A New York Democrat who has long advocated de-funding the Palestinian Authority, Rep. Anthony Weiner, told the Sun yesterday that he thought some of the measures articulated by Ms. Ros-Lehtinen would enjoy broad, bipartisan support in Congress as more lawmakers come to recognize that America's "propping up" the PA has been "wrongheaded."

"The only thing surprising about this is how unsurprising this is - that we're in the problem with this aid," Mr. Weiner said. "It has been based on the wrong foundation ever since it started back in the days of Oslo. It hasn't brought us a more pro-U.S. state of mind there. It hasn't brought us a more peaceful region. It hasn't brought us, arguably, improved services to the Palestinian people."

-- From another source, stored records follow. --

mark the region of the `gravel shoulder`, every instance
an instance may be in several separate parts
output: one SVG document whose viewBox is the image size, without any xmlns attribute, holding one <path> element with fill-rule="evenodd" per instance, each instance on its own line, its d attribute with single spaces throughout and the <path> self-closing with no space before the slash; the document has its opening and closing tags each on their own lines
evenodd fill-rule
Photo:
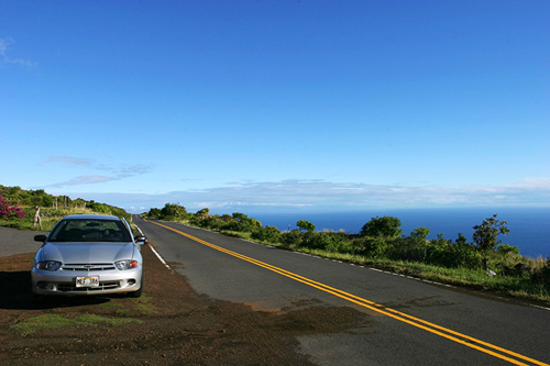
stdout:
<svg viewBox="0 0 550 366">
<path fill-rule="evenodd" d="M 0 228 L 2 365 L 310 365 L 298 336 L 342 332 L 364 317 L 352 308 L 279 313 L 212 300 L 161 264 L 148 245 L 142 248 L 143 297 L 34 303 L 37 233 Z"/>
</svg>

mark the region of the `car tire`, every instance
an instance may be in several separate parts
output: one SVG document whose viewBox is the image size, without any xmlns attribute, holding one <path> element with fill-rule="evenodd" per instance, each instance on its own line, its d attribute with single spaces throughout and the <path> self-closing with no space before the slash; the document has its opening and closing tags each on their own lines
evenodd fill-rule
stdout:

Yet Mr. Weiner cautioned that while support for cutting funding to the Palestinian Authority is high on Capitol Hill, it is uncertain whether the authority to slash diplomatic aid and ties rest with Congress as part of its power of the purse, or with the White House as part of the executive's power to set foreign policy.

"At the end of the day, the State Department has to come around on this stuff," Mr. Weiner said. The congressman added that he has begun circulating a letter to Mr. Bush requesting that his budget proposal next month exclude any funding for the Palestinian Authority.

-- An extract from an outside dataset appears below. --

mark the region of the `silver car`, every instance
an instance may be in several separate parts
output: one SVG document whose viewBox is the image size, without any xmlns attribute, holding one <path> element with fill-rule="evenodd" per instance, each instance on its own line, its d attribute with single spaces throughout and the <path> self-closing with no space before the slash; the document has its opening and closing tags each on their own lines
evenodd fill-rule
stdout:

Ms. Ros-Lehtinen and Mr. Weiner have been joined in their calls by Rep. Vito Fossella, a Republican of New York, who last week urged America to stop funding the Palestinian Arabs until Hamas pledges to disarm its militant wing. And yesterday, in a series of statements on political talk shows and in other press outlets, Republican Senators Hagel and Frist, of Nebraska and Tennessee, and Senator Obama, a Democrat of Illinois, all said American aid to the Palestinian Arabs should be cut until and unless Hamas disarms and ceases its support for the destruction of Israel.

The chairman of the Democratic National Committee, Howard Dean, too, said Mr. Bush should be supported in reducing aid. The president has indicated that American assistance to the Palestinian Authority should be withheld after last week's elections, in which Hamas won 76 of the 132 seats in the Palestinian Legislative Council, until the terrorist organization disarms.

A scholar of Israel and the Middle East, and a former board member of the United States Institute of Peace, Daniel Pipes, said yesterday that while it is important for America to cut funding both to protect taxpayer money and signal its unwillingness to recognize terrorist authority, he doubts that any withholding measures by the federal government will affect the Palestinian Arabs' anti-Israel mind-set.

"I'm skeptical that given the type of momentum that exists, that it will make much difference," Mr. Pipes, who also writes a column for the Sun, said. "I see the Palestinian body politic as deeply radicalized, deeply hostile, and deeply problematic. I note, for example, that virtually every delegate elected to the legislative council rejects the existence of Israel."

"There are more fundamental shifts that need to take place. And I see a hiccup here," Mr. Pipes said of the calls to slash aid. "I don't see a fundamental shift."